Non Performing Loan Workout
- 01:39
Non Performing Loan Workout
Transcript
Okay, Bank A's granted 100 million of auto loans, and, oh no, it looks like there's been some objective evidence of impairment. It looks like there's been some kind of loss event on row six. And in fact, under IFRS 9, we'd classify this at stage three. So we need to create an expected loss provision based on the lifetime information. So let's go and grab the gross loan amount of 100 above. And if we're gonna calculate the expected credit loss provision, we better go and grab that gross loan amount and multiply it by the lifetime probability of default and multiply that by the lifetime loss given default, so we've got 0.8. Now of course, our net loan is gonna be the gross loan subtract the expected credit loss provision.
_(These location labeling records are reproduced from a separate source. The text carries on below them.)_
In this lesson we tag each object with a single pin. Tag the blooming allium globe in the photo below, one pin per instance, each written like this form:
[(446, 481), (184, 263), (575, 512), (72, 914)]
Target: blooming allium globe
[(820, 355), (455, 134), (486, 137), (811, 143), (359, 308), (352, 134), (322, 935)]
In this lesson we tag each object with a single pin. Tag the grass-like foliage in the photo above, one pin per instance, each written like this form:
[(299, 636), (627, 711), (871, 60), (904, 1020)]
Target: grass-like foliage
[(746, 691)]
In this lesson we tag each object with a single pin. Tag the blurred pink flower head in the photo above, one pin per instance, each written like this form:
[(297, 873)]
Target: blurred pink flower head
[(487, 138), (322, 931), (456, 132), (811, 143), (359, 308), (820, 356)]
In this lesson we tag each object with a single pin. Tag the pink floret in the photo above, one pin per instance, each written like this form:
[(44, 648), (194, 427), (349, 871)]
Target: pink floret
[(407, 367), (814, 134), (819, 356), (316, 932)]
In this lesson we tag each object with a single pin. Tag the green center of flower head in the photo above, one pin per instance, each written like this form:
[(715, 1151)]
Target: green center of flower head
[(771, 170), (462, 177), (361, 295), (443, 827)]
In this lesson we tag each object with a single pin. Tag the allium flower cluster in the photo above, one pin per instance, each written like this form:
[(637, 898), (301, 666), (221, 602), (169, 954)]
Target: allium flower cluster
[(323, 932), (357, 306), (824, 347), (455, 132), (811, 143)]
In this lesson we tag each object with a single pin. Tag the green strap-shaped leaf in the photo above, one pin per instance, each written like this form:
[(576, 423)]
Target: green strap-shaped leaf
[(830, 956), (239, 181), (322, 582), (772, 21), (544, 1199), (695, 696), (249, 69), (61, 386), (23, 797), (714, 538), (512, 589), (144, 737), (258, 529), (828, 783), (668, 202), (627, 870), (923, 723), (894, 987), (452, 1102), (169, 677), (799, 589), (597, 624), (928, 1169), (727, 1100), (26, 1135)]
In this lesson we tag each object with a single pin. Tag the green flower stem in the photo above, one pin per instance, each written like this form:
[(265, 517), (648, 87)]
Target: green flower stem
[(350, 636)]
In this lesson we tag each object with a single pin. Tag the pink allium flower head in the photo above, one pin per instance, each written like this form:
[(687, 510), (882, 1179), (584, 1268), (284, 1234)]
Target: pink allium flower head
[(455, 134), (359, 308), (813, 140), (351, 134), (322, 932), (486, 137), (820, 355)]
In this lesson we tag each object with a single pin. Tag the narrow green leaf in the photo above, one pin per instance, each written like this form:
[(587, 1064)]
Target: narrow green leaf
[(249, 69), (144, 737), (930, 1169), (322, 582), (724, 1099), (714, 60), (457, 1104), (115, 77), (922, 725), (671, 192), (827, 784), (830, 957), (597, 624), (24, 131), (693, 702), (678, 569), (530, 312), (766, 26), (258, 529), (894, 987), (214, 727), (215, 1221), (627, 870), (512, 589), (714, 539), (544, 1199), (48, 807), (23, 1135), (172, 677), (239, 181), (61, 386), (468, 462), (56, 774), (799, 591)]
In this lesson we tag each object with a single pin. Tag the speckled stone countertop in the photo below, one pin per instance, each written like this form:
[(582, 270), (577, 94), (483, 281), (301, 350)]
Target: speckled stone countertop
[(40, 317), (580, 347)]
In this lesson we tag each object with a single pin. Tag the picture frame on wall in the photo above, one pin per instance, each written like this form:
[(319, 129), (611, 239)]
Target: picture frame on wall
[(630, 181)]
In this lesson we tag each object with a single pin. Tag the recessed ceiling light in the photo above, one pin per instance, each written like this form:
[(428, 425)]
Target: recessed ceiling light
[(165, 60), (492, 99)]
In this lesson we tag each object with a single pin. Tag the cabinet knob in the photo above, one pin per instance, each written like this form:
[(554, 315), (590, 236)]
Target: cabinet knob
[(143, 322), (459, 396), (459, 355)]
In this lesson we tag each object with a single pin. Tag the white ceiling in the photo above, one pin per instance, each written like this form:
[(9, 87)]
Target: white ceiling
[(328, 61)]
And now we need to think about interest income. Now, let's be honest here, if we've had this loss event that we know we're not gonna collect all of the principle, so of course what we absolutely must do under IFRS 9 when we calculate interest income, is grab the interest rate, here we've got 10%, and multiply that out by the net amount. Hopefully you can see that it just wouldn't make sense to multiply it by the gross amount if we've had an actual loss event and we know we're not gonna collect all of that principle. And I think it's worth saying that the treatment here, grabbing the net loan amount, is in fact different to the treatment that we saw under stage one and stage two.